Infected copepods tend to inhabit epibenthic regions due to their sluggish movement. Benthic fish also acquire greater parasite loads, due to their tendency to prey on epibenthic intermediate hosts or other paratenic hosts. Therefore, the composition of a fishery, such as a lake, could have an important influence of A. crassus within a particular locality.

Second, A. crassus larvae have the ability to infect several species of freshwater cyclopoid copepod, as well as estuarine copepods e.g. Eurytemora affinis. This allows transmission of the parasite within a wide range of aquatic habitats.

Third, the larvae remain for longer within the host's swimbladder wall whilst developing into the fourth larval stage, as opposed to moving directly through it (as occurs in Pacific eels).

== Effects on hosts ==

=== Individual hosts ===
The hosts' swimbladder wall becomes inflamed as cells undergo fibrosis, which can prevent further invasion by A. crassus larvae. High parasitic loads (>10 adult nematodes per eel) can reduce the proportion of oxygen in the swimbladder by about 60% in comparison to uninfected eels. Structural changes include possible alterations in the epithelial cells, hindering processes involved in acidification of the blood and leading to a decline in the rate of gas deposition. Mortality may also be linked to secondary bacterial infection, particularly in intensive eel farms. Infected eels are also less resistant to stress, with infections causing large increases in serum cortisol levels (an important primary messenger of stress response in teleost fish).

=== Populations ===
Mortalities are both more intense and identifiable within eel farms than in the wild. Thus, it is difficult to compare losses between wild and farmed eels.

The best documented cases of mass A. anguilla mortalities are from the summer of 1991, in Lake Balaton, Hungary, and the Vranov reservoir in the Czech Republic during 1994. Both displayed similar characteristics involving low water oxygen levels, coupled with high temperatures, plus high eel densities and A. crassus infection levels. These conditions are the same outlined as ideal for epizootics by Barus and Prokes, 1996. It has been suggested that the highly stressful conditions in the lakes were compounded by the intense parasite presence (in Lake Balaton, burdens were as high as 30–50 adults and 200 larvae per eel).
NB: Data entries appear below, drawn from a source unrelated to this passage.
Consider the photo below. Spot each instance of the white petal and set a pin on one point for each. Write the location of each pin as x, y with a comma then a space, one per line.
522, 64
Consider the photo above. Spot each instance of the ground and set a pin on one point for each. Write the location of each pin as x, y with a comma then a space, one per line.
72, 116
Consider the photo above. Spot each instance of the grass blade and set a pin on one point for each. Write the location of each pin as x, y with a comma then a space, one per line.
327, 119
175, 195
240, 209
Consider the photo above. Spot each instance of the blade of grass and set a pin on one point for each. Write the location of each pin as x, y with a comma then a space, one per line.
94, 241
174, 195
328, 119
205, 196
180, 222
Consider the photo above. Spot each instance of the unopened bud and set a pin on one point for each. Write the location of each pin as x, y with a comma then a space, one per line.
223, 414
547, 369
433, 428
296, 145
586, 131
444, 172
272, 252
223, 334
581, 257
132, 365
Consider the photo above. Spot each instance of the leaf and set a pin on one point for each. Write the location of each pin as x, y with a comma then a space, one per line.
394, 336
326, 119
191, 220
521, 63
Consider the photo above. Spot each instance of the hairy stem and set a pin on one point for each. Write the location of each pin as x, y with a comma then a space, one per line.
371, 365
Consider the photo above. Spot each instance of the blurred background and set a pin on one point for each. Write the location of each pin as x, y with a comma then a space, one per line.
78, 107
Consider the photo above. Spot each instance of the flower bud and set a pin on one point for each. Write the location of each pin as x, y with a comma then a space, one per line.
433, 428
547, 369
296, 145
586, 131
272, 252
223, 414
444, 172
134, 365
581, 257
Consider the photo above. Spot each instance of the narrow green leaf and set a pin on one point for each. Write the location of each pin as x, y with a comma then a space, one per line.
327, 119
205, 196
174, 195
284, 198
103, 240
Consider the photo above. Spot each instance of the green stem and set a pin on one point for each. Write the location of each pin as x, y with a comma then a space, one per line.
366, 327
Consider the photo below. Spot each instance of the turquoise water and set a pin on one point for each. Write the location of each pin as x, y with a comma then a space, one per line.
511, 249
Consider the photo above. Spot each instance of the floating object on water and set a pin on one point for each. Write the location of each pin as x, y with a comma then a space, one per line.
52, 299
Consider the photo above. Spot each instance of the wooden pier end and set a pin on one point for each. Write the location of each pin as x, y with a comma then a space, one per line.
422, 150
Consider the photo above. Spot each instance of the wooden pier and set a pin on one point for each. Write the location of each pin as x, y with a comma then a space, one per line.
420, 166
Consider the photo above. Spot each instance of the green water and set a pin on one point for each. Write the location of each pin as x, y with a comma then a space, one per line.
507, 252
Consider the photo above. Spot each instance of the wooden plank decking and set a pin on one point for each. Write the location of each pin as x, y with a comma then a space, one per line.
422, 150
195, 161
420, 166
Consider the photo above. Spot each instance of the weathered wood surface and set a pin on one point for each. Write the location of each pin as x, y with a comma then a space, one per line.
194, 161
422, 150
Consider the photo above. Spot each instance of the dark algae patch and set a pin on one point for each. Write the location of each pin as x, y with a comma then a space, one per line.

Parallels between Lake Balaton and another water body, the Neusiedler See in Austria, could counter the extreme effects of A. crassus on eel populations under these conditions. The small size of the eels (<50 cm long) due to the high eel density in the lake actually prevented high parasite loads, and the absence of mosquito insecticides in this case is thought to help explain the lack of mass mortalities.

=== Migration ===
A. crassus has been repeatedly blamed for the dramatic drop in eel recruitment during the 1980s, although this level of blame has receded in recent years. The effects of A. crassus on eel populations are not isolated, but are part of a synergistic effect composed of factors including over-fishing of elvers, habitat loss, global warming and pollution all have significant effects on eel recruitment. Doubt over mostly attributing this drop to A. crassus stemmed from an observation that during the period A. anguilla suffered a large drop in recruitment, the American eel Anguilla rostrata experienced a similar decline (98%) in North America, despite A. crassus having not been introduced to that ecosystem at that point.

The parasite could possibly impair the migration of eels to the Sargasso Sea, where European and American eels spawn. For European eels, this migration involves a journey of about 5500 km. Research has been carried out to precisely quantify the possible damage a given parasite load could have in the ability of a silver eel to migrate and reproduce. In an experiment to assess the energetic cost of the migration in general, it was shown that eels with less than 13% fat reserves would not be capable of reaching their spawning ground. Looking at the effect of an A. crassus burden, however, showed that heavy parasite burdens do affect swimming performance and reproductive output following migration.